Geir Tómasson Zoëga (G. T. Zoëga), born 1857, died 1928, was an Icelandic linguist, known for writing several English-to-Icelandic and Icelandic-to-English dictionaries, as well as a dictionary on Old Icelandic, largely corresponding to Old Norse.

== Career ==
Zoëga was the first master in the Grammar School of Reykjavík. From 1883 he worked as an English teacher at the Reykjavik Junior College (Menntaskólinn í Reykjavík), later, in 1913, to his death, taking the position of rector at the school.
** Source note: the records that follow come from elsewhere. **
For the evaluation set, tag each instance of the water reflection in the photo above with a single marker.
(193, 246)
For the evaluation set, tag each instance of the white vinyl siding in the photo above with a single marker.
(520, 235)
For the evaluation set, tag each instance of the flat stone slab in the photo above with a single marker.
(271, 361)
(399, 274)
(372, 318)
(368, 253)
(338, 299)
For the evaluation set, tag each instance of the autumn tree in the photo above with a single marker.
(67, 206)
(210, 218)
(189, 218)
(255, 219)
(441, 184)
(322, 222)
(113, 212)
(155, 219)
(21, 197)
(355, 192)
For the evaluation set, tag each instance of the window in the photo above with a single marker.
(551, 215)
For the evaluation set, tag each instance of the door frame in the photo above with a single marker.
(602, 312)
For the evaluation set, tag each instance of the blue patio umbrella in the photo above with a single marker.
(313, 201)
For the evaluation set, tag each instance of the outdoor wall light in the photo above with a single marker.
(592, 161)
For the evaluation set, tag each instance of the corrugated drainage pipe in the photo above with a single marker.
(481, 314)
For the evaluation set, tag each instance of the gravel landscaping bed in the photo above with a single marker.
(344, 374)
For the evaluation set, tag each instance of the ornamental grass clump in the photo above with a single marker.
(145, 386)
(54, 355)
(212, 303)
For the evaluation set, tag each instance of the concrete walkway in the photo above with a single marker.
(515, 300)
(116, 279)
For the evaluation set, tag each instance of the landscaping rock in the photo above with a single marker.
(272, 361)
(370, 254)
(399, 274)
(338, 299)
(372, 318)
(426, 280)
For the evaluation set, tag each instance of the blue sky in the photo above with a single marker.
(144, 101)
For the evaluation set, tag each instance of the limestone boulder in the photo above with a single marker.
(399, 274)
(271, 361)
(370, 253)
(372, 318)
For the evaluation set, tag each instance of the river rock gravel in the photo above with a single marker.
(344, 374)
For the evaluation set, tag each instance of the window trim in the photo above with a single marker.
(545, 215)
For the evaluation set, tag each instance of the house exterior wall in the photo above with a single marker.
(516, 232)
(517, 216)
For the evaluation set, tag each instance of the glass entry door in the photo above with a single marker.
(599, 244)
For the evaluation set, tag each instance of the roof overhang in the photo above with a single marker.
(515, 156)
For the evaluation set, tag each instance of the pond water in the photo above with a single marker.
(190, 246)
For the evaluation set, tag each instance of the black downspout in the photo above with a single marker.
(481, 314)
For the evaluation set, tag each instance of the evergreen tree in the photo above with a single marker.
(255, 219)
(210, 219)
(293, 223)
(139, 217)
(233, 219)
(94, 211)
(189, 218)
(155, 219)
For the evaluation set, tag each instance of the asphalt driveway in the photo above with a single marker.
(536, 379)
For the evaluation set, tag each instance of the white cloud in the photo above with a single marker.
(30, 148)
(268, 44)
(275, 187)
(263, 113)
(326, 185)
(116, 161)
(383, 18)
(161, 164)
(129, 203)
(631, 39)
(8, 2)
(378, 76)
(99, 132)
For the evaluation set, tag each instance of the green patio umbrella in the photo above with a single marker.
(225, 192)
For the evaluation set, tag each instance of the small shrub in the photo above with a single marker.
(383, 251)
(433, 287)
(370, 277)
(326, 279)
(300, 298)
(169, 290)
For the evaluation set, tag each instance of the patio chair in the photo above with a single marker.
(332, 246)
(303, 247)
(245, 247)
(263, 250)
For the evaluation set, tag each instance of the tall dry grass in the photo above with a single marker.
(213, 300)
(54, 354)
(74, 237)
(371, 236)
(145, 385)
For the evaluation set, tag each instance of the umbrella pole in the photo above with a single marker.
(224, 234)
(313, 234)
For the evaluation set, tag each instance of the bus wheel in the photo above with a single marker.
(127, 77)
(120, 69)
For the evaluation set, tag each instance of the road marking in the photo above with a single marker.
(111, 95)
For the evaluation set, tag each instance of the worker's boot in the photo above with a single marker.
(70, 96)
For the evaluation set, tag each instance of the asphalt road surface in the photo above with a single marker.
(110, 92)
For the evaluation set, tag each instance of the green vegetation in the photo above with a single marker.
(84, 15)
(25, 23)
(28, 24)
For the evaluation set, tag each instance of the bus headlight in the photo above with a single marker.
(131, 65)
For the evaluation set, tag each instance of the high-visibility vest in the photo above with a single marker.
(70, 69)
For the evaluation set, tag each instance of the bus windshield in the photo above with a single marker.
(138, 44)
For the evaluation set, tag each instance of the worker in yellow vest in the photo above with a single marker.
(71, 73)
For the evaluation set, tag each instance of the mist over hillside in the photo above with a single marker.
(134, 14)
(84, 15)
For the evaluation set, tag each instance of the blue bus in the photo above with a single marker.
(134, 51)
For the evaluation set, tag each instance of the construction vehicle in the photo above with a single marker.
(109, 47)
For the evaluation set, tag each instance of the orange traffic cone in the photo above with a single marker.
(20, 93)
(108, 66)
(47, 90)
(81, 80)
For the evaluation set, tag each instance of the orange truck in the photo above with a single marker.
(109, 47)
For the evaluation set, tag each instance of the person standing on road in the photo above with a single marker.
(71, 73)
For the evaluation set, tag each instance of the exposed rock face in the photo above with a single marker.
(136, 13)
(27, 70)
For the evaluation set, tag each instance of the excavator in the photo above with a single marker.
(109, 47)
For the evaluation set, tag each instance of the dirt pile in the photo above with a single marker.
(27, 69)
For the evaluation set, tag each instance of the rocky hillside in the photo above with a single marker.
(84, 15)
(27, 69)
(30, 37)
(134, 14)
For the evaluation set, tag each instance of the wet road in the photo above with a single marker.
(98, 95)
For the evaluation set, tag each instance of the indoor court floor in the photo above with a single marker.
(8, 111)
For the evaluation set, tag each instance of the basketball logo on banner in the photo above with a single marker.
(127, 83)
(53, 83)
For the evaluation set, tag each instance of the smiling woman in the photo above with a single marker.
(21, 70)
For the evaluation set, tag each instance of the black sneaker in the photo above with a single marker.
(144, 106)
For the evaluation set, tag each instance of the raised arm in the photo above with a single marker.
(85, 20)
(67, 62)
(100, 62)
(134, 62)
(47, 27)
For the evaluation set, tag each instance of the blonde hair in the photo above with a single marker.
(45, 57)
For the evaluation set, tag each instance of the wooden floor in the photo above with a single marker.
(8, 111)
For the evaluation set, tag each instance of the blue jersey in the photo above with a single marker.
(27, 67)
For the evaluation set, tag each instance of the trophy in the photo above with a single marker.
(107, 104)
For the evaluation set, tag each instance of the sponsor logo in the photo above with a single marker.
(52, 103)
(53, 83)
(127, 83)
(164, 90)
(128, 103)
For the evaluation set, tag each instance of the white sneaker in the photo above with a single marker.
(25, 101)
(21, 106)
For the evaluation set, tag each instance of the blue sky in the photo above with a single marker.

Throughout his life he released several English-to-Icelandic and Icelandic-to-English dictionaries. He died in 1928, before he could finish the third edition of his Icelandic-to-English dictionary. The editorship then fell to his son-in-law Þorsteinn Þorsteinsson (1880–1979), husband of Zoëga's daughter Guðrún Geirsdóttir Zoëga (1887–1955), and was released in 1932.

== Personal life ==
Geir Zoëga had two daughters: Guðrún Geirsdóttir Zoëga (1887–1955) and Sigríður Geirsdóttir Zoëga (1889–1968).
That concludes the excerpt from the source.